If your home-building or renovation plans include an efficient gas fireplace, take some time to plan the installation so that the fireplace can effectively contribute to your heating needs.
An efficient gas fireplace can lower a home's overall energy consumption and heating bills when located in a major living area where the heat has access to other parts of the house.
Install the fireplace in a part of the house where it will be visually attractive and where you and your family spend most of your time and will benefit the most from its warmth. This is usually on the main floor, in your family room, dining room, living room or kitchen.
The layout of your house will affect the fireplace's ability to provide heat to other areas of the house. If you are building a new home, consider a layout that focuses on the fireplace. An open design, where there are few walls to separate rooms on the main floor, will allow heat to move from the fireplace area to other rooms (see Figure 11). An accessible stairwell will also allow the heat to move upstairs (see Figure 12).
Figure 11 Open Design Concept with Direct-Vent Fireplace on Outside Wall
Efficient natural gas fireplaces can be an effective means of lowering heating costs and improving comfort levels in homes heated by electric baseboards. The baseboards in remote rooms can keep those areas at acceptable temperatures, effectively "zoning" the house, with the gas fireplace providing most of the ";comfort" heat for the rest of the home. A properly located and well-designed fireplace can meet over half the conventional-heating demands of a standard house while providing a visually appealing and comfortable atmosphere.
If your house's layout is such that the best location for a fireplace is against an outside wall, try to build the fireplace inside the house envelope. If this cannot be done, look for a fireplace with an insulated outer casing. Insulation is also important for a gas fireplace insert that is installed in an existing outside wall fireplace in order to eliminate direct heat loss from the fireplace through an outside wall.
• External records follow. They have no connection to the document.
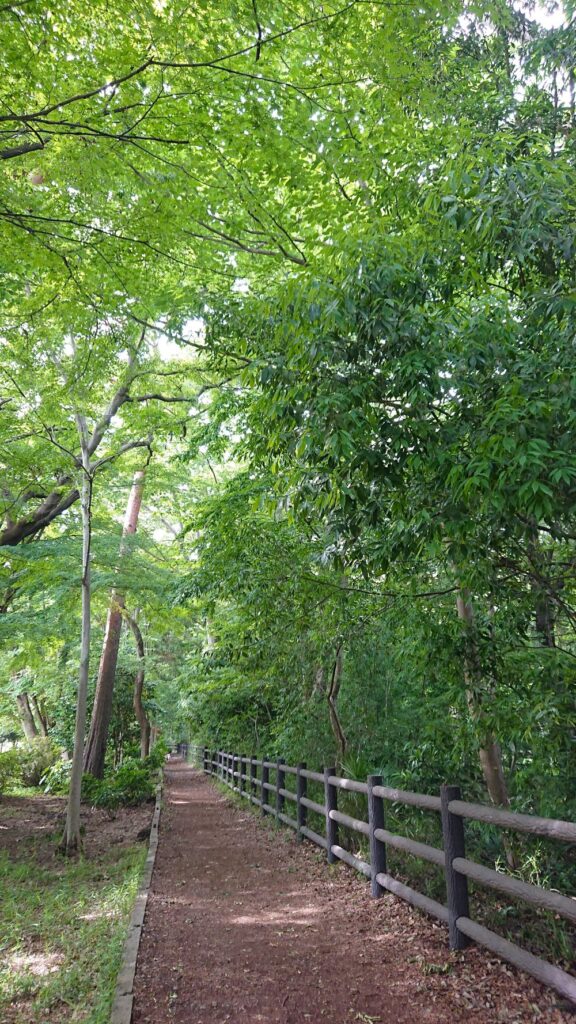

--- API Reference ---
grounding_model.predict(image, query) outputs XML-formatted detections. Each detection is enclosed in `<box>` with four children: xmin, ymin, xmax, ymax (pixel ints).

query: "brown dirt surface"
<box><xmin>0</xmin><ymin>791</ymin><xmax>153</xmax><ymax>860</ymax></box>
<box><xmin>131</xmin><ymin>759</ymin><xmax>574</xmax><ymax>1024</ymax></box>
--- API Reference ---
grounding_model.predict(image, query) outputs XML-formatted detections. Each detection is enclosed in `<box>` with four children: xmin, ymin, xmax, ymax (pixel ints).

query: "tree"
<box><xmin>84</xmin><ymin>466</ymin><xmax>147</xmax><ymax>777</ymax></box>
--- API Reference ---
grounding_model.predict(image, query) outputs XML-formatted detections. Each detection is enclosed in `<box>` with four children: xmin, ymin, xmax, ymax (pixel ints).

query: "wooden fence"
<box><xmin>184</xmin><ymin>744</ymin><xmax>576</xmax><ymax>1005</ymax></box>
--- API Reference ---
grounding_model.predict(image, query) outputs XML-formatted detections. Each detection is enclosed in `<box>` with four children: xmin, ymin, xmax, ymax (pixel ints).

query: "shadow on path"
<box><xmin>131</xmin><ymin>759</ymin><xmax>569</xmax><ymax>1024</ymax></box>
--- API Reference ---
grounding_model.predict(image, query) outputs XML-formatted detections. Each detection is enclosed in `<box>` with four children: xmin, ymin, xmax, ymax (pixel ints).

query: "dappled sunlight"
<box><xmin>231</xmin><ymin>903</ymin><xmax>321</xmax><ymax>927</ymax></box>
<box><xmin>79</xmin><ymin>908</ymin><xmax>117</xmax><ymax>921</ymax></box>
<box><xmin>6</xmin><ymin>950</ymin><xmax>63</xmax><ymax>977</ymax></box>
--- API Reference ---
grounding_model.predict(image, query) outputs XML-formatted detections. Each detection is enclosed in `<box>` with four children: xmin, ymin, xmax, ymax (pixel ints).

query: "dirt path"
<box><xmin>131</xmin><ymin>759</ymin><xmax>571</xmax><ymax>1024</ymax></box>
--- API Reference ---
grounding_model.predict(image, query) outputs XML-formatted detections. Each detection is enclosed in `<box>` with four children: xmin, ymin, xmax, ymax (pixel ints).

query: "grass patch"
<box><xmin>0</xmin><ymin>839</ymin><xmax>145</xmax><ymax>1024</ymax></box>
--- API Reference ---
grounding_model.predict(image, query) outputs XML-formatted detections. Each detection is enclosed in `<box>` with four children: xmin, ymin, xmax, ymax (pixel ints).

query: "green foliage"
<box><xmin>0</xmin><ymin>749</ymin><xmax>21</xmax><ymax>795</ymax></box>
<box><xmin>144</xmin><ymin>740</ymin><xmax>169</xmax><ymax>770</ymax></box>
<box><xmin>0</xmin><ymin>740</ymin><xmax>61</xmax><ymax>793</ymax></box>
<box><xmin>41</xmin><ymin>758</ymin><xmax>73</xmax><ymax>795</ymax></box>
<box><xmin>0</xmin><ymin>0</ymin><xmax>575</xmax><ymax>964</ymax></box>
<box><xmin>82</xmin><ymin>759</ymin><xmax>157</xmax><ymax>810</ymax></box>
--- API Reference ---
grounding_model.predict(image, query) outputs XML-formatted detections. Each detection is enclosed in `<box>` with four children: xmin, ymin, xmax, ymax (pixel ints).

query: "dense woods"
<box><xmin>0</xmin><ymin>0</ymin><xmax>574</xmax><ymax>925</ymax></box>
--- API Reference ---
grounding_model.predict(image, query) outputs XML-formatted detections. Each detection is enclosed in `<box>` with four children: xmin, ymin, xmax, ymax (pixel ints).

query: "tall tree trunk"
<box><xmin>61</xmin><ymin>418</ymin><xmax>92</xmax><ymax>856</ymax></box>
<box><xmin>16</xmin><ymin>692</ymin><xmax>39</xmax><ymax>741</ymax></box>
<box><xmin>456</xmin><ymin>589</ymin><xmax>517</xmax><ymax>869</ymax></box>
<box><xmin>83</xmin><ymin>469</ymin><xmax>146</xmax><ymax>778</ymax></box>
<box><xmin>125</xmin><ymin>610</ymin><xmax>150</xmax><ymax>759</ymax></box>
<box><xmin>456</xmin><ymin>590</ymin><xmax>511</xmax><ymax>807</ymax></box>
<box><xmin>30</xmin><ymin>694</ymin><xmax>49</xmax><ymax>736</ymax></box>
<box><xmin>327</xmin><ymin>643</ymin><xmax>347</xmax><ymax>765</ymax></box>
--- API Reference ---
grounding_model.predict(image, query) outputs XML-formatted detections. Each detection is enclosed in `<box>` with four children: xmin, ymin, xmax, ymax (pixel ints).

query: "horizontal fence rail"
<box><xmin>185</xmin><ymin>744</ymin><xmax>576</xmax><ymax>1006</ymax></box>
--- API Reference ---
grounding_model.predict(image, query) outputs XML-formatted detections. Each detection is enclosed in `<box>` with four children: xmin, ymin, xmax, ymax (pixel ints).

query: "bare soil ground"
<box><xmin>0</xmin><ymin>792</ymin><xmax>153</xmax><ymax>861</ymax></box>
<box><xmin>131</xmin><ymin>759</ymin><xmax>573</xmax><ymax>1024</ymax></box>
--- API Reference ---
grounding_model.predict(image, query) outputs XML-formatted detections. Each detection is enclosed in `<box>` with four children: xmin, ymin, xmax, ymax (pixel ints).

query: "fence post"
<box><xmin>276</xmin><ymin>758</ymin><xmax>286</xmax><ymax>820</ymax></box>
<box><xmin>234</xmin><ymin>753</ymin><xmax>240</xmax><ymax>792</ymax></box>
<box><xmin>261</xmin><ymin>759</ymin><xmax>269</xmax><ymax>815</ymax></box>
<box><xmin>441</xmin><ymin>784</ymin><xmax>470</xmax><ymax>950</ymax></box>
<box><xmin>250</xmin><ymin>756</ymin><xmax>257</xmax><ymax>804</ymax></box>
<box><xmin>367</xmin><ymin>774</ymin><xmax>386</xmax><ymax>897</ymax></box>
<box><xmin>239</xmin><ymin>756</ymin><xmax>245</xmax><ymax>797</ymax></box>
<box><xmin>202</xmin><ymin>746</ymin><xmax>207</xmax><ymax>773</ymax></box>
<box><xmin>296</xmin><ymin>762</ymin><xmax>307</xmax><ymax>842</ymax></box>
<box><xmin>324</xmin><ymin>766</ymin><xmax>338</xmax><ymax>864</ymax></box>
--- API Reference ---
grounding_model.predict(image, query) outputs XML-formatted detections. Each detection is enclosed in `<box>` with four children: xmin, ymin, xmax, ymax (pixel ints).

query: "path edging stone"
<box><xmin>110</xmin><ymin>771</ymin><xmax>163</xmax><ymax>1024</ymax></box>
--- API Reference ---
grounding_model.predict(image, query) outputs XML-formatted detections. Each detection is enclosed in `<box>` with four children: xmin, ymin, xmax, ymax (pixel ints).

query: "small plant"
<box><xmin>81</xmin><ymin>759</ymin><xmax>156</xmax><ymax>809</ymax></box>
<box><xmin>41</xmin><ymin>758</ymin><xmax>72</xmax><ymax>794</ymax></box>
<box><xmin>16</xmin><ymin>739</ymin><xmax>61</xmax><ymax>787</ymax></box>
<box><xmin>144</xmin><ymin>739</ymin><xmax>169</xmax><ymax>770</ymax></box>
<box><xmin>0</xmin><ymin>748</ymin><xmax>21</xmax><ymax>795</ymax></box>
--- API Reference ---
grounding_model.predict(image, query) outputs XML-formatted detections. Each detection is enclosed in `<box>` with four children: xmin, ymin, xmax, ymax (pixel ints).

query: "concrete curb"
<box><xmin>110</xmin><ymin>773</ymin><xmax>163</xmax><ymax>1024</ymax></box>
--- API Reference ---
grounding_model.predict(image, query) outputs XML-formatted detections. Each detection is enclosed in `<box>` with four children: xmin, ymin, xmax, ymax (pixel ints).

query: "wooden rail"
<box><xmin>187</xmin><ymin>744</ymin><xmax>576</xmax><ymax>1005</ymax></box>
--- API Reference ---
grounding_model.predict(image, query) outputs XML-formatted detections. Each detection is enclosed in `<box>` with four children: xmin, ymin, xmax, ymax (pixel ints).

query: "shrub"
<box><xmin>17</xmin><ymin>739</ymin><xmax>61</xmax><ymax>787</ymax></box>
<box><xmin>144</xmin><ymin>740</ymin><xmax>169</xmax><ymax>770</ymax></box>
<box><xmin>41</xmin><ymin>758</ymin><xmax>72</xmax><ymax>794</ymax></box>
<box><xmin>81</xmin><ymin>759</ymin><xmax>156</xmax><ymax>809</ymax></box>
<box><xmin>0</xmin><ymin>749</ymin><xmax>21</xmax><ymax>795</ymax></box>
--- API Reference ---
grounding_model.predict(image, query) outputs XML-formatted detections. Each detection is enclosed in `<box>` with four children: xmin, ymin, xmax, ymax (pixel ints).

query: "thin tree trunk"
<box><xmin>83</xmin><ymin>469</ymin><xmax>146</xmax><ymax>778</ymax></box>
<box><xmin>61</xmin><ymin>419</ymin><xmax>92</xmax><ymax>856</ymax></box>
<box><xmin>16</xmin><ymin>692</ymin><xmax>39</xmax><ymax>741</ymax></box>
<box><xmin>456</xmin><ymin>590</ymin><xmax>511</xmax><ymax>807</ymax></box>
<box><xmin>327</xmin><ymin>643</ymin><xmax>347</xmax><ymax>764</ymax></box>
<box><xmin>30</xmin><ymin>694</ymin><xmax>49</xmax><ymax>736</ymax></box>
<box><xmin>125</xmin><ymin>610</ymin><xmax>150</xmax><ymax>759</ymax></box>
<box><xmin>456</xmin><ymin>589</ymin><xmax>517</xmax><ymax>869</ymax></box>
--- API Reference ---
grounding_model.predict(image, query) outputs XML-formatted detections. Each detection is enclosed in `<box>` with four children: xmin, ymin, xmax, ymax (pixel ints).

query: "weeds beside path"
<box><xmin>0</xmin><ymin>793</ymin><xmax>152</xmax><ymax>1024</ymax></box>
<box><xmin>132</xmin><ymin>759</ymin><xmax>571</xmax><ymax>1024</ymax></box>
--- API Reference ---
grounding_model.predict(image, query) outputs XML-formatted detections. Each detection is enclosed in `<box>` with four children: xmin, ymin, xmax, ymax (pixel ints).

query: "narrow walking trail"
<box><xmin>131</xmin><ymin>759</ymin><xmax>569</xmax><ymax>1024</ymax></box>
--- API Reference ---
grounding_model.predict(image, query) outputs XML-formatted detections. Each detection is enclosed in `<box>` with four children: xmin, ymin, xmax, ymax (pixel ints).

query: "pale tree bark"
<box><xmin>312</xmin><ymin>665</ymin><xmax>325</xmax><ymax>697</ymax></box>
<box><xmin>16</xmin><ymin>692</ymin><xmax>39</xmax><ymax>741</ymax></box>
<box><xmin>125</xmin><ymin>609</ymin><xmax>150</xmax><ymax>759</ymax></box>
<box><xmin>527</xmin><ymin>525</ymin><xmax>556</xmax><ymax>649</ymax></box>
<box><xmin>61</xmin><ymin>417</ymin><xmax>92</xmax><ymax>856</ymax></box>
<box><xmin>83</xmin><ymin>469</ymin><xmax>146</xmax><ymax>777</ymax></box>
<box><xmin>30</xmin><ymin>694</ymin><xmax>49</xmax><ymax>736</ymax></box>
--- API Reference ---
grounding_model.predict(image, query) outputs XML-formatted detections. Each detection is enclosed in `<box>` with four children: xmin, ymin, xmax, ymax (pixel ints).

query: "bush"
<box><xmin>0</xmin><ymin>749</ymin><xmax>21</xmax><ymax>795</ymax></box>
<box><xmin>144</xmin><ymin>739</ymin><xmax>169</xmax><ymax>770</ymax></box>
<box><xmin>41</xmin><ymin>758</ymin><xmax>72</xmax><ymax>794</ymax></box>
<box><xmin>17</xmin><ymin>739</ymin><xmax>61</xmax><ymax>787</ymax></box>
<box><xmin>81</xmin><ymin>759</ymin><xmax>156</xmax><ymax>809</ymax></box>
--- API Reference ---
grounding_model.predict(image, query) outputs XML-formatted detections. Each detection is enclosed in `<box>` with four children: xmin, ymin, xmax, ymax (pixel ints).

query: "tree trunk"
<box><xmin>456</xmin><ymin>589</ymin><xmax>517</xmax><ymax>868</ymax></box>
<box><xmin>16</xmin><ymin>692</ymin><xmax>39</xmax><ymax>741</ymax></box>
<box><xmin>83</xmin><ymin>469</ymin><xmax>146</xmax><ymax>778</ymax></box>
<box><xmin>126</xmin><ymin>610</ymin><xmax>150</xmax><ymax>759</ymax></box>
<box><xmin>30</xmin><ymin>694</ymin><xmax>49</xmax><ymax>736</ymax></box>
<box><xmin>61</xmin><ymin>419</ymin><xmax>92</xmax><ymax>856</ymax></box>
<box><xmin>456</xmin><ymin>590</ymin><xmax>511</xmax><ymax>806</ymax></box>
<box><xmin>327</xmin><ymin>643</ymin><xmax>347</xmax><ymax>765</ymax></box>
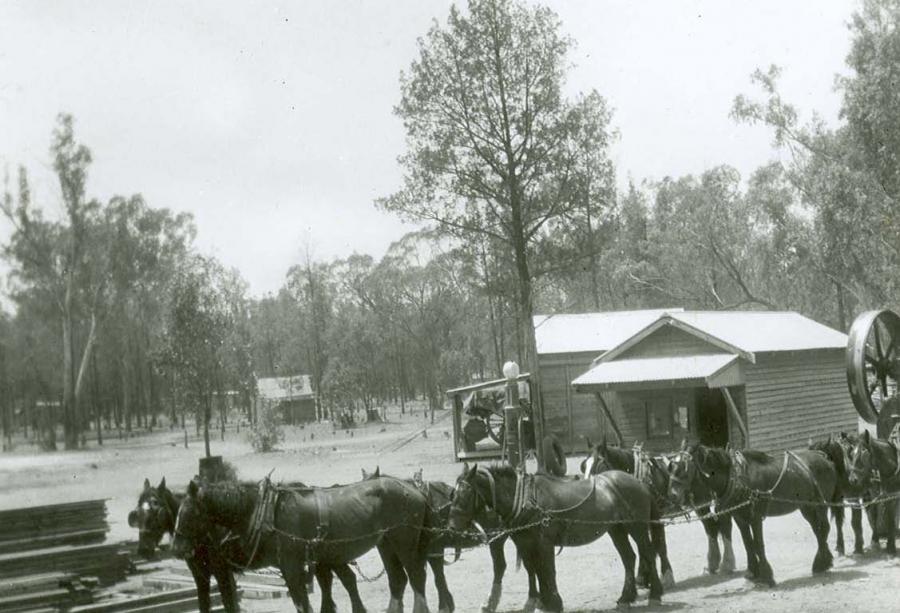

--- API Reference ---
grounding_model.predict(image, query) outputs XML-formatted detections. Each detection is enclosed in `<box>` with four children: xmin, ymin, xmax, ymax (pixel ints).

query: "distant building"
<box><xmin>256</xmin><ymin>375</ymin><xmax>316</xmax><ymax>424</ymax></box>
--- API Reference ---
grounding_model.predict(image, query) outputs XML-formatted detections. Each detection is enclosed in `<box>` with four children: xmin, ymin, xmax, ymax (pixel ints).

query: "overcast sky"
<box><xmin>0</xmin><ymin>1</ymin><xmax>855</xmax><ymax>298</ymax></box>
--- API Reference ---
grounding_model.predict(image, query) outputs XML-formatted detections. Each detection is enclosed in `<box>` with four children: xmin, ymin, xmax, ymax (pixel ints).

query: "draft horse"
<box><xmin>668</xmin><ymin>442</ymin><xmax>837</xmax><ymax>586</ymax></box>
<box><xmin>581</xmin><ymin>438</ymin><xmax>735</xmax><ymax>581</ymax></box>
<box><xmin>172</xmin><ymin>476</ymin><xmax>433</xmax><ymax>613</ymax></box>
<box><xmin>846</xmin><ymin>429</ymin><xmax>900</xmax><ymax>555</ymax></box>
<box><xmin>450</xmin><ymin>463</ymin><xmax>663</xmax><ymax>612</ymax></box>
<box><xmin>809</xmin><ymin>434</ymin><xmax>879</xmax><ymax>555</ymax></box>
<box><xmin>129</xmin><ymin>478</ymin><xmax>366</xmax><ymax>613</ymax></box>
<box><xmin>362</xmin><ymin>467</ymin><xmax>515</xmax><ymax>613</ymax></box>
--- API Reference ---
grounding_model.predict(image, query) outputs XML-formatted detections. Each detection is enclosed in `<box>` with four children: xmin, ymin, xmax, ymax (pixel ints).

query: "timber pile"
<box><xmin>0</xmin><ymin>500</ymin><xmax>109</xmax><ymax>555</ymax></box>
<box><xmin>68</xmin><ymin>585</ymin><xmax>235</xmax><ymax>613</ymax></box>
<box><xmin>0</xmin><ymin>499</ymin><xmax>136</xmax><ymax>611</ymax></box>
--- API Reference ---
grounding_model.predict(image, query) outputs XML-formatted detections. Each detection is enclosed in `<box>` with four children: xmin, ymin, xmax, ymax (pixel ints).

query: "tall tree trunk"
<box><xmin>62</xmin><ymin>300</ymin><xmax>78</xmax><ymax>449</ymax></box>
<box><xmin>92</xmin><ymin>348</ymin><xmax>102</xmax><ymax>445</ymax></box>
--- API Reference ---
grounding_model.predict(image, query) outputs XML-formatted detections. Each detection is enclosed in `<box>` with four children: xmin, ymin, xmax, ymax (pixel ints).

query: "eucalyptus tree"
<box><xmin>381</xmin><ymin>0</ymin><xmax>616</xmax><ymax>452</ymax></box>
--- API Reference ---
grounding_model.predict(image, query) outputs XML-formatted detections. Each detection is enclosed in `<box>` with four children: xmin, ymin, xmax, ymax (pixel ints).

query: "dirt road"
<box><xmin>1</xmin><ymin>411</ymin><xmax>897</xmax><ymax>612</ymax></box>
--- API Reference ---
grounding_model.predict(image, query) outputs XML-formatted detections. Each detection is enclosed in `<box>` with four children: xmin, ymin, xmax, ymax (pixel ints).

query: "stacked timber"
<box><xmin>68</xmin><ymin>585</ymin><xmax>236</xmax><ymax>613</ymax></box>
<box><xmin>0</xmin><ymin>499</ymin><xmax>134</xmax><ymax>611</ymax></box>
<box><xmin>0</xmin><ymin>500</ymin><xmax>109</xmax><ymax>554</ymax></box>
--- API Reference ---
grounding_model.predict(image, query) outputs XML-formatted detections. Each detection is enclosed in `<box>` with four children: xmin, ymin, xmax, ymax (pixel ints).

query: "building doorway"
<box><xmin>695</xmin><ymin>388</ymin><xmax>728</xmax><ymax>447</ymax></box>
Figure 12 Open House Design Showing Heated Air Circulation from Gas Fireplace
Another option to minimize heat loss is to locate the fireplace and chimney on an inside wall. By surrounding the vent with warm rather than cold air, you ensure better draft and reduce the chances of the house becoming a better chimney than the chimney itself (see sidebar on page 20).
If you must install a gas fireplace in the basement, a direct-vent unit is likely your best bet since it does not require a chimney. A direct-vent fireplace can be exhausted out the side wall of the house above the foundation, and it is sealed to prevent combustion exhaust spillage or the robbing of air for combustion from the furnace or water heater. Seriously consider insulating the basement before you install a fireplace there. As it will be more difficult to distribute heat, consider a low-input fireplace or a unit that can have ducts to transfer the heat elsewhere.
An operating chimney is an enclosed column of warm air or gases surrounded by colder outside air. The warm air or gas in the chimney is more buoyant than the dense, cold outside air, so it rises, producing natural vertical draft in the system.
In the winter, your house is also an enclosed column of warm, buoyant air that creates its own form of draft. In effect, the warm air pushes upward, creating higher air pressure at the top of the house and lower pressure in the lower levels of the house.
When an unsealed (non-direct-vent) gas fireplace has been installed in a home that has a lower pressure than outside, the house can become a more effective chimney than the fireplace chimney itself – especially if the chimney is located on an outside wall. Rather than using the chimney to release combustion gases to the outdoors, air can be drawn back under negative pressure into the home through the chimney. This reverse flow of air can cause spillage of combustion gases from a fireplace or other combustion appliances into the home, creating hazardous indoor air-quality problems.